The most obvious question is how Obama can reconcile his stated desire to see Moammar Gadhafi leave office with his insistence that our military actions are not designed to foment regime change in Libya. Obama's attempt to resolve this contradiction was his statement that he intended to usher Gadhafi out of power via "non-military means." In part, Obama seemed to be reassuring the American people that there would be no U.S. ground troops in Libya — a position with which we agree. But was he also foreclosing the possibility that NATO might continue to use its airpower to aid the rebels in their advance toward Tripoli? If so, why? And how does this square with the fact that we currently appear to be waging, in the description of The New York Times, "an all-out assault on Libya's military"?
Would it not be in our interest to see the rebels victorious? And if we can help them to achieve this from the air, why should we demur? Do we realistically believe that the rebels can topple Gadhafi without the aid of airpower? If we withdraw our airpower, and leave the rebels to fight without it, and if Gadhafi then manages to again push the rebels back, would we once again intervene to save them?

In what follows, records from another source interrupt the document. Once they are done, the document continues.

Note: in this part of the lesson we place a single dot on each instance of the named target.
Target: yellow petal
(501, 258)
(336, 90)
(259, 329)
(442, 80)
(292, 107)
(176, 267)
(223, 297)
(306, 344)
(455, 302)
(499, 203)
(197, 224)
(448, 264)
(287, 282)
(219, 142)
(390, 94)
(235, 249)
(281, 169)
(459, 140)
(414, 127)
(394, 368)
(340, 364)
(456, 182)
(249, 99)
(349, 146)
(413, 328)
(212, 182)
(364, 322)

If we are not prepared to do that, does this mean we would be prepared to watch a slaughter — essentially, the same slaughter that we were not prepared to watch a week ago? And if we are prepared to intervene again under those circumstances, wouldn't we be better off continuing to provide the rebels with air cover as they advance toward Tripoli?
More questions along these lines: Are we going to arm the rebels? Does arming the rebels count as a "non-military means" of promoting regime change? Are we going to recognize the rebels as the legitimate government of Libya? If not, why not? Wouldn't that provide the rebels with much-needed encouragement — and demonstrate to the world that we are serious about seeing Gadhafi gone?
Our own view is that we would like to see Gadhafi toppled. It is extremely difficult to envision a morally or strategically decent outcome in Libya if he is not. Fortunately, based on the news from Libya, it appears that the United States and its allies are trying to aid the rebels in achieving that goal. There would be a lot less confusion — and a lot fewer questions — if President Obama would simply say this. Copyright 2011 The New Republic. To see more, visit http://www.tnr.com/.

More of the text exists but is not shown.